CIO's PERSPECTIVE:
1st Half 2020
Leveraged Credit Review and Outlook
- The economic consequences wrought by the COVID-19 pandemic have been substantial and widespread; significant monetary and fiscal stimulus helped to stabilize the situation
- Leveraged credit markets experienced heightened volatility and a large drawdown in March; however, performance improved considerably in the second quarter, led by the higher-rated segment
- I believe the relatively successful reopening of the U.S. economy will continue, though high unemployment and potential regional shutdowns in response to COVID-19 spikes are major factors preventing a smooth “V” shaped recovery
1ST HALF 2020 REVIEW
Heading into 2020, DDJ had a relatively positive outlook for the U.S. economy, premised on the enactment of the Phase 1 trade deal with China as well as a continued neutral-to-accommodative stance from the U.S. Federal Reserve (“the Fed”). This perspective all changed with the onset of the COVID-19 pandemic. The pandemic thrust us into an environment that is unlike anything we have experienced in our lifetimes and has impacted everyone in America (as well as across the globe) in multiple ways.
In past editions of my CIO Perspective, I have focused most of my commentary on events specific to the leveraged credit market; however, given the events that have occurred in the first half of 2020, a broader review is warranted. That being said, everything I discuss below had a direct impact on the performance of the leveraged credit markets during the period as well as contributes to my outlook for the second half of the year.
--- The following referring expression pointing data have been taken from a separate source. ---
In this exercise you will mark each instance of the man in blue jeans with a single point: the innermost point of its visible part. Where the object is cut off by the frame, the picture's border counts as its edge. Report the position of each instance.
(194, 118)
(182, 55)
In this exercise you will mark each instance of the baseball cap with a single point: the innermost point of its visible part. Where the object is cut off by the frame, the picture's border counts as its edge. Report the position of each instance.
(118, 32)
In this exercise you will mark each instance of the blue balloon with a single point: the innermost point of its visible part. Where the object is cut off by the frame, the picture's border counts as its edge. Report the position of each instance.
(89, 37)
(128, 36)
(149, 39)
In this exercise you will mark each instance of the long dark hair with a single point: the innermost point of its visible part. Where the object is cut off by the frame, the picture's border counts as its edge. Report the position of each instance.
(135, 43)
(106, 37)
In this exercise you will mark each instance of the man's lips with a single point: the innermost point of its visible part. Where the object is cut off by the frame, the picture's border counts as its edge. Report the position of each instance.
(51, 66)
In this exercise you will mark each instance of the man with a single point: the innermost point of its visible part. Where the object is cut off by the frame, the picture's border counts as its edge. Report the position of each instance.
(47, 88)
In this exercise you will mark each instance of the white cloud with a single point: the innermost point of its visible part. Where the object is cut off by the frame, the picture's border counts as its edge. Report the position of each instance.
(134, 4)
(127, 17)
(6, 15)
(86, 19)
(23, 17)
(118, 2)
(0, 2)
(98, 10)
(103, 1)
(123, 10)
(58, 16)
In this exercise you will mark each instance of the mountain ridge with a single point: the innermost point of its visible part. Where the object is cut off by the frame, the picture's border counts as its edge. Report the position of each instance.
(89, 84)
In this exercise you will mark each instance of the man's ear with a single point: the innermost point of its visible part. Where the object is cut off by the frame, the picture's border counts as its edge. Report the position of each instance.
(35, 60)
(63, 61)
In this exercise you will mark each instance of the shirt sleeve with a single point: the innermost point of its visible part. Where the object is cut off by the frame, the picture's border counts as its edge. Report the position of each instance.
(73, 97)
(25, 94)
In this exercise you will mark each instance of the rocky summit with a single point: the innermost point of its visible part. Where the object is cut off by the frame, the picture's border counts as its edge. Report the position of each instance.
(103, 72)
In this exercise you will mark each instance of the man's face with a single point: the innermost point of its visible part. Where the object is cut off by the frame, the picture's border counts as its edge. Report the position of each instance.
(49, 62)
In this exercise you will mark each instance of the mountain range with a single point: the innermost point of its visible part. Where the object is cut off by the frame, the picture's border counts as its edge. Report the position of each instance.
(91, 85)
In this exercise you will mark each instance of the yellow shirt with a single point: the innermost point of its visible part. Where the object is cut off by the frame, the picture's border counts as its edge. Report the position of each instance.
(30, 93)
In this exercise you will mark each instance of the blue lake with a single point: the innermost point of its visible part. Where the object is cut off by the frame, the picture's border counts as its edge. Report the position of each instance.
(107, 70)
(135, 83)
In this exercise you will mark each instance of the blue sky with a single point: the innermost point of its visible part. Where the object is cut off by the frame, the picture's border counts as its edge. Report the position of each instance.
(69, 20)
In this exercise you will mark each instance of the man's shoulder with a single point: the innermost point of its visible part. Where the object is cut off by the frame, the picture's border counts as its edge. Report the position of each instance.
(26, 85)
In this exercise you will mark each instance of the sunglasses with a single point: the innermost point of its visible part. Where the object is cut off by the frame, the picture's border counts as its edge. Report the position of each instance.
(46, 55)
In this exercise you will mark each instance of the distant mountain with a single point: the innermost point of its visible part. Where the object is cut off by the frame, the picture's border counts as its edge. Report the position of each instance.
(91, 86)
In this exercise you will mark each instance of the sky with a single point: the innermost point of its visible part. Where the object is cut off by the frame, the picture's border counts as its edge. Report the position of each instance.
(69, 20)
In mid-March, as it became clear that the coronavirus presented a real threat to America, governments – federal, state and local – took steps in an effort to mitigate the spread of the virus and prevent the healthcare system from being overwhelmed with COVID- 19 patients. Such mitigation efforts initially included recommendations to practice social distancing and avoid unnecessary travel but quickly escalated to states enacting “stay-at-home” orders as well as closing schools and all non-essential businesses for an indeterminate period of time. The U.S. was not alone in such actions as many countries, particularly in Europe, took similar steps. Stay-at-home orders remained in effect during most of April; however, by early May, certain regions that were less affected by the virus at that time (e.g., southern and western states) began the process of reopening their economies. As of this writing, all states are in the process of reopening their respective economies; however, the degree of reopening varies significantly across the states.
The economic consequences wrought by the COVID-19 pandemic have been substantial and widespread. In particular, the decision by state and local governments to essentially shut down large portions of the economy in an attempt to combat the spread of the pandemic caused an unprecedented, sharp decline in economic activity. Such decline was evident in many key economic metrics; for example, retail sales in March suffered the largest decline on record and the IHS U.S. Composite PMI for March – a reliable predictor of GDP – posted its largest drop since the series began in October 2009. However, in my view, recent employment data is most representative of the sheer speed and magnitude of the decrease in economic activity caused by the pandemic. Specifically, on the week ending March 14th, roughly 281,000 Americans filed for initial unemployment claims; the following week, as economic shutdowns started to ramp up, 3.28 million claims were filed, more than four times the previous weekly record, with another 6.6 million initial unemployment claims being filed the following week ending March 28th. Furthermore, on May 8th, the Department of Labor reported that U.S. payrolls decreased by 20.5 million workers in April, causing the unemployment rate to surge from 4.4% in March to 14.7% in April. Both the number of monthly job losses in April together with the unemployment rate reflected levels not seen since the Great Depression. As of this writing, the cumulative number of Americans that have filed for initial unemployment claims over the last 15 weeks is over 48 million, while continuing claims, an estimate of the number of individuals currently receiving unemployment benefits, remains elevated at 19.3 million.